Re: Converting a 3F2 to elementary functions
- To: mathgroup at smc.vnet.net
- Subject: [mg58200] Re: Converting a 3F2 to elementary functions
- From: carlos at colorado.edu
- Date: Wed, 22 Jun 2005 01:55:42 -0400 (EDT)

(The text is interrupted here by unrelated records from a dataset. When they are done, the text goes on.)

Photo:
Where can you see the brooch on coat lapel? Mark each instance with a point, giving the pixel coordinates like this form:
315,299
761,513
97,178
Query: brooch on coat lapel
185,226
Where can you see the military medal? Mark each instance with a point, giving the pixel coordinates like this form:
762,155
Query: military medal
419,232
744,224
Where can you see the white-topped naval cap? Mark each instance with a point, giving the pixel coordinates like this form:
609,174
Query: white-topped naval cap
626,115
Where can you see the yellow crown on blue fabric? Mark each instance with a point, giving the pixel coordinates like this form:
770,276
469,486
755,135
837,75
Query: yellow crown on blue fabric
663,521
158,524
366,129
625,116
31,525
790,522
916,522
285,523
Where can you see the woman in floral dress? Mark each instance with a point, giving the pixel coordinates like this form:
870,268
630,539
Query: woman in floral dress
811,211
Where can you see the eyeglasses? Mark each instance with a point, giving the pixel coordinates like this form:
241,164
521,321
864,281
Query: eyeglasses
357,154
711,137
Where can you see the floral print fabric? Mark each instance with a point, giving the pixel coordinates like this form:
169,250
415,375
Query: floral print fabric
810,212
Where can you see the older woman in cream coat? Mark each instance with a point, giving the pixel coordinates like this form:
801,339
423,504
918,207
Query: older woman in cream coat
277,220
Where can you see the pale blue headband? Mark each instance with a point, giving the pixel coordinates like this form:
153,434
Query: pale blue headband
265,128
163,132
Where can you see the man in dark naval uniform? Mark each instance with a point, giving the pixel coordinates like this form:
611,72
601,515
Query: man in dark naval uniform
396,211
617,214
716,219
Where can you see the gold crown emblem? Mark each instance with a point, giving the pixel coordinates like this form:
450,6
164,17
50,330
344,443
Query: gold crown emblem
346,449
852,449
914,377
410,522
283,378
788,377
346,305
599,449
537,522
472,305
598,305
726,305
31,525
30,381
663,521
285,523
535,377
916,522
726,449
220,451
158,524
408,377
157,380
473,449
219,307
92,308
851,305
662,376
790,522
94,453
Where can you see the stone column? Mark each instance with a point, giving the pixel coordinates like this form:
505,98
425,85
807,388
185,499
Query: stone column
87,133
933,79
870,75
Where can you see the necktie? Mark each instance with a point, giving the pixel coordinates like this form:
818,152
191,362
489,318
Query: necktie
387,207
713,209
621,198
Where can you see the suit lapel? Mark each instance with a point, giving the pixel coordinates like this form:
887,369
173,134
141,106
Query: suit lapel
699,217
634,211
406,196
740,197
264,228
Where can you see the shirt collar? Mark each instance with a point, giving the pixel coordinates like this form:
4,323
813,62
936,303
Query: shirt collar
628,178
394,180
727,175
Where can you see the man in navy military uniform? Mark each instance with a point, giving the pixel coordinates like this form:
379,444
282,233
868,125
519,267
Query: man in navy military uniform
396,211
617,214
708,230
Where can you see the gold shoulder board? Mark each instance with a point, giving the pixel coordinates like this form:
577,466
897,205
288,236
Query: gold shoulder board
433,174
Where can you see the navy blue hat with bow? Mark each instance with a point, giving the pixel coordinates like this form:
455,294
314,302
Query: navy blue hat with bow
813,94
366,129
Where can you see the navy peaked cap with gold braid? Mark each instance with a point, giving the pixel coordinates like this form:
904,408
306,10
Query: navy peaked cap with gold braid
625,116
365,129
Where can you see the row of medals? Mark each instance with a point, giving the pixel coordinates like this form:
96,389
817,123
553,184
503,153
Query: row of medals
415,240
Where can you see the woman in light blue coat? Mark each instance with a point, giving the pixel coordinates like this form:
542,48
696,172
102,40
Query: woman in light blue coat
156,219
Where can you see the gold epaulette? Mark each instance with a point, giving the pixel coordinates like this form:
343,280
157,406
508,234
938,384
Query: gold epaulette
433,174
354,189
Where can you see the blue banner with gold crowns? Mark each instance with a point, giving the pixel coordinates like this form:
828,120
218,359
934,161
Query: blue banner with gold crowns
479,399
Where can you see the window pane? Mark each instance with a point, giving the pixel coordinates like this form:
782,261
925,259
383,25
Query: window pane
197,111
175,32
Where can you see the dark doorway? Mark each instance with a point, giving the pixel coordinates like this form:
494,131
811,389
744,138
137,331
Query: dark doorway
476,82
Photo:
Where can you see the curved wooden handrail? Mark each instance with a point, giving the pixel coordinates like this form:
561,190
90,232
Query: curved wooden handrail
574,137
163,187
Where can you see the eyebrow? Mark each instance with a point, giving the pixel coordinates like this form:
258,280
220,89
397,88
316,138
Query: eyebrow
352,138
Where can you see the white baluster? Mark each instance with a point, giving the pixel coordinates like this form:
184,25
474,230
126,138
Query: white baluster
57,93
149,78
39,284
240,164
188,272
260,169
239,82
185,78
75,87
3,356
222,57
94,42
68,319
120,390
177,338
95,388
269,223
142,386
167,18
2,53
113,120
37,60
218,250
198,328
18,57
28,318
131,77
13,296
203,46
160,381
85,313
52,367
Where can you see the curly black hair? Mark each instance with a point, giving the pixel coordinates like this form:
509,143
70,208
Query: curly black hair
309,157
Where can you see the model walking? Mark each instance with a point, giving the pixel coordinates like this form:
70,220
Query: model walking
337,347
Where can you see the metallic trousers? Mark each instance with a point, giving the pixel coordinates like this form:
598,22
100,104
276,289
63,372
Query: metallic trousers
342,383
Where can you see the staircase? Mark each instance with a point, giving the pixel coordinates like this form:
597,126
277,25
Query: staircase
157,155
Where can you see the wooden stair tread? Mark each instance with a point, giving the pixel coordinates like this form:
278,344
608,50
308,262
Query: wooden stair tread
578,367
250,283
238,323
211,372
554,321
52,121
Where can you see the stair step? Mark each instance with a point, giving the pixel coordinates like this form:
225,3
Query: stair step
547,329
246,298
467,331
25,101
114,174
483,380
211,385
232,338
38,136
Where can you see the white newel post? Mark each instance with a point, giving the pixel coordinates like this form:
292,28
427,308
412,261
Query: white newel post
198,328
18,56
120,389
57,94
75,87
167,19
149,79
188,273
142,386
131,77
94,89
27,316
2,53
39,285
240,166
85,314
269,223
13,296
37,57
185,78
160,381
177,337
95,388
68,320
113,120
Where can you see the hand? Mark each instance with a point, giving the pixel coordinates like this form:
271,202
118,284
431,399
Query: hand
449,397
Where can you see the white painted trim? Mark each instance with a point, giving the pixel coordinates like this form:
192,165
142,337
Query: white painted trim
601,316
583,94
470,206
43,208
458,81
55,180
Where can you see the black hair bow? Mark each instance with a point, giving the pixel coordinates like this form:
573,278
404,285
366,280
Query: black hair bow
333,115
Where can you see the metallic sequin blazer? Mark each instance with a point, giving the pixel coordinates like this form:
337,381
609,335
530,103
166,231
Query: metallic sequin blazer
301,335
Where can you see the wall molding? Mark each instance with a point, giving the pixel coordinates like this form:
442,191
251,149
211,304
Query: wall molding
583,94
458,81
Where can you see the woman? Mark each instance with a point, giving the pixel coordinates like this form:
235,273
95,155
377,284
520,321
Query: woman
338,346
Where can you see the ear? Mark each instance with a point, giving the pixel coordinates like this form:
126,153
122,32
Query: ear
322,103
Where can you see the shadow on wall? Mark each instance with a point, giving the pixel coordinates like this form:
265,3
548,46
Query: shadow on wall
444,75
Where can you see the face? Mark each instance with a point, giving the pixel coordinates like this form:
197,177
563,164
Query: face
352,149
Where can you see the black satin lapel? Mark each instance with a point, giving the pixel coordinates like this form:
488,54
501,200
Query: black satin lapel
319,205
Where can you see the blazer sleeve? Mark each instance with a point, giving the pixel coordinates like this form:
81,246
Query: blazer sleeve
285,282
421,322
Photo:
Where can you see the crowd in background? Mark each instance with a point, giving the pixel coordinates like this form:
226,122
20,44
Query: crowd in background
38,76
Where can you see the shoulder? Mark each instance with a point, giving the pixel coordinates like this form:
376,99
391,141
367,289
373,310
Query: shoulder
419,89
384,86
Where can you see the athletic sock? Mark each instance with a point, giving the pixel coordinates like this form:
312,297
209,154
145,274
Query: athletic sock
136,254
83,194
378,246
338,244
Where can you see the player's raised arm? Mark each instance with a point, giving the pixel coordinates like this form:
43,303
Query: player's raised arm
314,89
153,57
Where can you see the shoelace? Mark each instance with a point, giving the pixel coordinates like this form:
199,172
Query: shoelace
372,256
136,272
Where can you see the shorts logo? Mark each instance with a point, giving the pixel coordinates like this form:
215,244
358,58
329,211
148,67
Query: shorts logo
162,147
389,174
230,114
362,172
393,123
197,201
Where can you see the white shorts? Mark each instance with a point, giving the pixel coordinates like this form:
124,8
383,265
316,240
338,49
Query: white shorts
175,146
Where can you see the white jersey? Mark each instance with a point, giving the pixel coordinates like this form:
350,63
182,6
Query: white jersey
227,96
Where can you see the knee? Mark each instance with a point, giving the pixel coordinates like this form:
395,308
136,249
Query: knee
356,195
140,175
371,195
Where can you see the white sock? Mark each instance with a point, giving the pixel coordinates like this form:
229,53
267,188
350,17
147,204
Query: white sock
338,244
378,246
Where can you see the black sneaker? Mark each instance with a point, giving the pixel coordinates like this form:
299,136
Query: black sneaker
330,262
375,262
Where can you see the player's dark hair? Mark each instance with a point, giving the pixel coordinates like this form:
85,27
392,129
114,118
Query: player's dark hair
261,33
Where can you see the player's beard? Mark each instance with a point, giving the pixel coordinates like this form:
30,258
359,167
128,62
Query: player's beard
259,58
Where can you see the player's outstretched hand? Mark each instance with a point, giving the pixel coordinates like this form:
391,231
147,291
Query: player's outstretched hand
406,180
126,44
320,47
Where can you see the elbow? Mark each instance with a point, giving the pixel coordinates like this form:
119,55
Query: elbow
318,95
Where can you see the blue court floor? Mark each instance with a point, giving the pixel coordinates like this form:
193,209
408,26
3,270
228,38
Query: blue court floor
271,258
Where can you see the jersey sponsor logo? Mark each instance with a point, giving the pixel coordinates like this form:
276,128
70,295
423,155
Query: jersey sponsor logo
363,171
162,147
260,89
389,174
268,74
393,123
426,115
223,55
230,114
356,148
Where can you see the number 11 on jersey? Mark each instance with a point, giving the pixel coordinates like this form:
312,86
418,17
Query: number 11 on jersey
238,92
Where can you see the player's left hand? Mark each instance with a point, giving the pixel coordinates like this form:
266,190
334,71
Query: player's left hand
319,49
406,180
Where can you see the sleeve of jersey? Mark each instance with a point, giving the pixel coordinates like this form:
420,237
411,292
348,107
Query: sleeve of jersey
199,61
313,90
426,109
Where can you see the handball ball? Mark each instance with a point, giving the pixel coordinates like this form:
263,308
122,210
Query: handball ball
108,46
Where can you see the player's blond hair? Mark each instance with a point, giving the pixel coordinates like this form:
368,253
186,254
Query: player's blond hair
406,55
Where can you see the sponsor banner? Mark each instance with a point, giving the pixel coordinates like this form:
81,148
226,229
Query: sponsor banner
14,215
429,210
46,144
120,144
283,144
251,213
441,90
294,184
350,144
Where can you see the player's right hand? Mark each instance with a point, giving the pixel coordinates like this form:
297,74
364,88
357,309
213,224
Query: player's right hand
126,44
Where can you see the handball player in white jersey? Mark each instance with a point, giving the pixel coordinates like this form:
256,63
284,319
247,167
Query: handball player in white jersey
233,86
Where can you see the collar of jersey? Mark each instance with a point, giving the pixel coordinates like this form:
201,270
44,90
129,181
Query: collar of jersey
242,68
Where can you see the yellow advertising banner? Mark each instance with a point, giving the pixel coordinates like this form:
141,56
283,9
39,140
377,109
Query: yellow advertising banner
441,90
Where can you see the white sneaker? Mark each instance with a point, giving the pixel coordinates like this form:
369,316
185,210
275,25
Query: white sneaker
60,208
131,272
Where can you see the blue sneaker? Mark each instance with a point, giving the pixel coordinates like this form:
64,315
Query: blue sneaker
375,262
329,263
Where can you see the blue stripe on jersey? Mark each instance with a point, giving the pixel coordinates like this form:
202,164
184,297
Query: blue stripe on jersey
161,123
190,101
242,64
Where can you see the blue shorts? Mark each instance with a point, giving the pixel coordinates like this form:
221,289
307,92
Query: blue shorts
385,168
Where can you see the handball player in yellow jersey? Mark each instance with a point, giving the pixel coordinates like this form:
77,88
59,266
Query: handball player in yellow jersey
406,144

- References: <d9632c$q2i$1@smc.vnet.net><d98q4r$epb$1@smc.vnet.net>
- Sender: owner-wri-mathgroup at wolfram.com
Hi Paul: I followed a variation of your recommendation, using series matching and avoiding any built-ins: H3F2ElementaryForm[m_,x_]:= Module[{g32m,P,Q,PQ,mp,mneg,cs,c,cgs,v,eqs, sol,Pm,Qm,PmN,PmD,QmN,QmD,PQm}, g32m[mm_,xx_]:= xx*HypergeometricPFQ[{1,2*mm-1,1},{mm+1/2,2},xx]; P[mm_,xx_]:=Sum[p[j]*xx^(2*j-2),{j,1,2*mm-3}]/((1-xx^2)^(mm-2)*(xx^2)^(mm-2)); Q[mm_,xx_]:=Sum[q[j]*xx^(2*j-2),{j,1,2*mm-2}]/(xx*(1-xx^2)^(mm-2+1/2)*(xx^2)^(mm-2)); mp=6*m-8; mneg=2*m-4; PQ=P[m,x]+Q[m,x]*ArcSin[x]; PQ=Simplify[PQ]; cs=Normal[Series[PQ,{x,0,mp}]]; c=CoefficientList[x^mneg*cs,x]; cgs=Normal[Series[g32m[m,x^2],{x,0,mp}]]; cg=CoefficientList[x^mneg*cgs,x]; v=Flatten[Join[{Table[p[j],{j,1,2*m-3}],Table[q[j],{j,1,2*m-2}]}]]; eqs={}; For[i=1,i<=Length[cg],i++, If [c[[i]]==cg[[i]],Continue[]]; AppendTo[eqs,c[[i]]==cg[[i]]] ]; Print["no of eqs & vars=",{Length[eqs],Length[v]}]; sol=Solve[eqs,v]; (*Print[sol];*) Pm=P[m,x]/.sol[[1]]; Qm=Q[m,x]/.sol[[1]]; PmN=Numerator[Pm]; QmN=Numerator[Qm]; PmD=Denominator[Pm]; QmD=Denominator[Qm]; PQm=(Factor[PmN]/PmD)+(Factor[QmN]/QmD)*ArcSin[x]; Return[PQm]]; ClearAll[p,q,m,x,y]; mmax=12; g32tab=Table[0,{mmax}]; g32tab[[1]]=ArcSin[x]^2; For [m=2,m<=mmax,m++, PQm=H3F2ElementaryForm[m,x]; g32tab[[m]]=PQm; g32tab[[m]]=PQm ]; Print[g32tab]; This is reasonably fast. On a mac G4 laptop I timed it at 0.15, 0.72, 0.68, 02.28, 1.65, 5.27, 3.48, 12.16, 25.02, 12.0 sec for m=2,3,...12 I projected the original method at 10^34 years for m=12. Cant wait that long, paper is due next month. Many thanks.